Which isn't to say that Zoe and Violet may not well be made of sterner stuff than I.

there is no less stern stuff. they're made of, like, marshmallow fluff.

John, I had the same experience as Dave, except my G4 PowerBook was only 1.5 GHz and I only had 1.5 gigs of RAM. I did use Time Machine for backup; it wasn't completely transparent, but nothing was lost. Also, I had to replace a RAM chip in addition to the internal drive.

Things don't seem notably slower under Leopard, & I typically run with 3 or 4 browser windows w/ multiple tabs each, Word, Entourage, Photoshop (& Bridge) & this or that open. There seems to be more disk accessing (Time Machine doing its record-keeping) and that can be annoying occasionally.
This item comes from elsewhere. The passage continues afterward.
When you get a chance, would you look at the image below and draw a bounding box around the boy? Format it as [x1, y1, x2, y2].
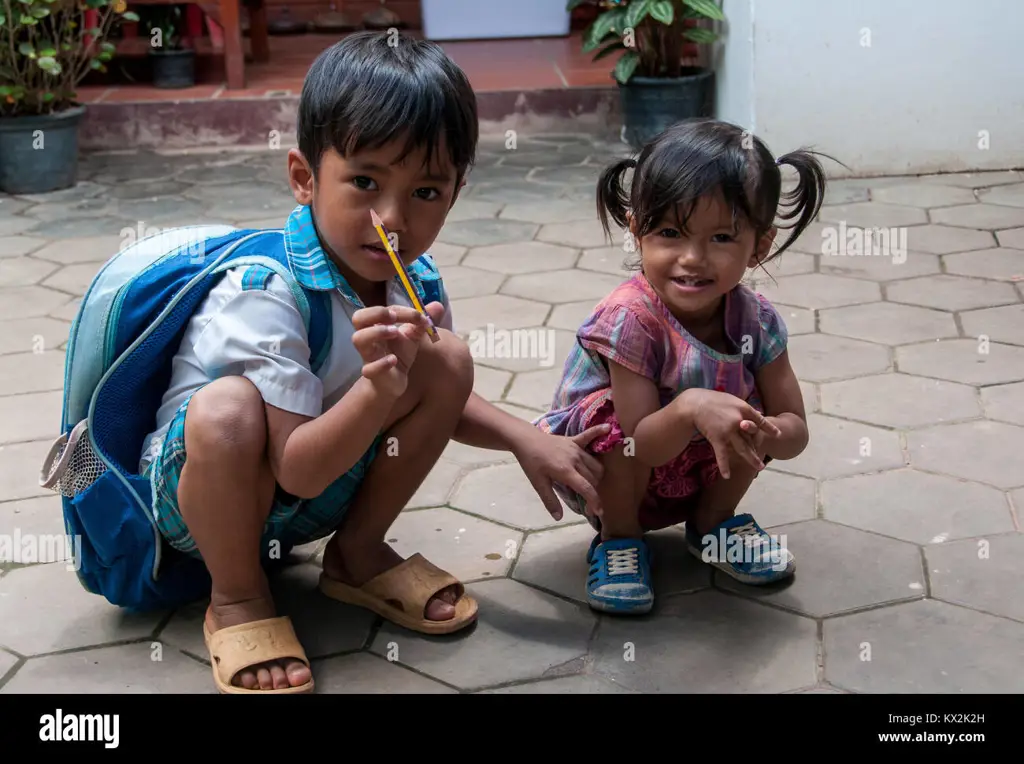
[138, 31, 611, 694]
Your system should be fine with Leopard. Have no idea why it kicked your disk out. Did you get any intelligible warning or error message? In any event, I've concluded that computing technology is inherently vulnerable to sunspots, gamma rays, hexes, and other mysterious phenomena.

I haven't had the chance to test the limits of Time Machine's powers since I haven't replaced the dead drive yet, but when the Powerbook first started misbehaving last fall I invested in a new Mac Mini and sent the Powerbook down to the minor leagues, so no great loss.

My experience with the Mini and its mere 1GB of RAM, by the way, is that Photoshop etc. run fine, but switching between, say, Photoshop and InDesign (generally with a bunch of Safari windows open and iTunes going) can take a while as it can't fit everything in memory at once. But my guess is you won't notice much difference from whatever performance you're seeing under 10.4.

Leopard is not meant for G5 processors, it's Intel only.

If Zoe and Violet can handle the freakier moments of Hayao Miyazaki, they can probably handle D'Aulaire's.

"Leopard is not meant for G5 processors, it's Intel only."

I understand that it optimal, but technically it does work with PPC systems. The question is: will it slow me down?

Maybe I'll just buy another gig of RAM first.

I am running an iMac G5 with exactly the same stats as yours (bought it in December 2004), including the 1 gig in RAM, and I've been running Leopard for several months with no noticeable slowdown.

I don't use Photoshop much and don't have inDesign -- I pretty much just run Firefox, Mail, Google Earth, and NeoOffice with a bit of iTunes and iPhoto.

It may be worth trying the install again before upgrading.

Separately, watch out for unexpected power offs in this vintage of iMac -- I am now on power supply number three on this machine.